Ago, filo e poesia. Il rosso Valentino è pura arte. E adesso fa politica

La collezione capolavoro di Pierpaolo Piccioli: "Per compiersi, la moda ha bisogno di corpi. C'è di peggio che usare il fashion per l'impegno: non usarlo"

Ago, filo e poesia. Il rosso Valentino è pura arte. E adesso fa politica

La moda è arte? Pierpaolo Piccioli risponde no con una collezione-capolavoro che toglie letteralmente il fiato per bellezza, innovazione e creatività. Si chiama Valentino Des Atelier e sfila alle Gaggiandre dell'Arsenale, la gigantesca fabbrica in cui nel '500 venivano costruite le navi da guerra della Repubblica di Venezia. Siamo nel più grande sito produttivo del mondo costruito prima della Rivoluzione Industriale e non è un caso che questo luogo magico ospiti tanto il Padiglione Italia della Biennale, quanto le meraviglie pazientemente create con il durissimo lavoro d'ago, filo e poesia. «La moda si deve sempre relativizzare con un corpo mentre l'arte basta a se stessa» continua Piccioli aggiungendo però che in entrambi i casi si racconta un momento storico.
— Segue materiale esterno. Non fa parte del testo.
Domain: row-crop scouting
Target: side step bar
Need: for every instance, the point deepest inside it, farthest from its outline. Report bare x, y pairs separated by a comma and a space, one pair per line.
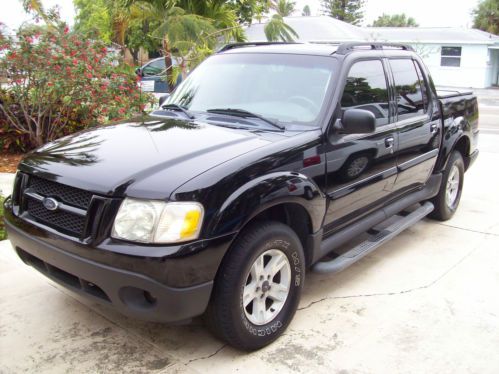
374, 241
Da qui l'idea di organizzare con l'aiuto del critico d'arte Gianluigi Ricuperati una specie di Factory stile Andy Warhol per costruire alcuni dei modelli (22 su 82) nel dialogo serrato con 17 artisti contemporanei.

«Li ho scelti d'istinto confessa il couturier cercando punti di contatto tra me, la mistica dell'alta moda di Valentino, le opere e il percorso umano di chi le ha fatte». Il risultato è travolgente. C'è per esempio un abito da ballo nato dal confronto con Alessandro Teoldi, un italiano che vive a New York e in questi drammatici mesi di solitudine e distanziamento sociale ha essenzialmente dipinto intrecci di corpi e di mani che si allacciano. Pierpaolo ha riprodotto dettagli delle sue opere su stoffe diverse in tutti i rossi che si possono trovare nell'archivio di Valentino. Una volta ritagliati e intarsiati tra loro, questi abbracci diventano un vestito di commovente bellezza. Non meno emozionante l'abito dritto con cappa dalle maniche a jambon in taffettas color avorio attraversato dalle sinuose pennellate rosso sangue di James Nares, un uomo altissimo che ha sempre dipinto con il corpo e che a 68 anni suonati ha deciso di affrontare il difficile percorso della transizione sessuale. Pierpaolo come molti suoi giovani colleghi pensa che peggio del far politica con la moda ci sia soltanto il non farla. Affronta quindi il tema dell'upcycling che generalmente sta all'alta moda come i cavoli stanno alle merende con le raffinate citazioni delle opere di Joel Allen, un artista che lavora con fili, fibre sintetiche e scarti industriali. Il tutto senza tradire la mistica dell'atelier per cui alla fine non riesci a capire se i fili sono preziose piume di marabù e i tubicini di plexiglass presi dall'involucro esterno delle pailette sono gigantesche canottiglie di cristallo. Molte modelle e alcuni modelli indossano strepitosi cappelli a larghe tese con lo stesso lussureggiante piumaggio, ma non è dato sapere di cosa si tratti: c'è talmente tanta bellezza nei colori e nelle forme che per una volta non fai quasi caso ai materiali.

È invece fondamentale capire che per trasformare un corpo in una specie di trompe l'oeil del dipinto di Andrea Respino ci vogliono più di 150 diversi tipi di tessuto. In un abito di robe manteau bianco sono invece ricamati magistralmente i tratti rabbiosi di Benni Bosetto, un'artista che lotta contro la violenza sulle donne. Anche qui la poetica del fare diventa politica, quella che lascia parlare l'anima prima del misero tornaconto personale.

Anche i capi dettati dalla sola creatività di Piccioli sono belli oltre ogni dire con tagli di precisione chirurgica e colori d'inimmaginabile poesia. Il dress code per assistere alla sfilata era bianco come la tela di un pittore ma anche come il camice di chi lavora in atelier. Per una sera a Venezia l'alta moda e l'arte regalano il sogno di un mondo migliore.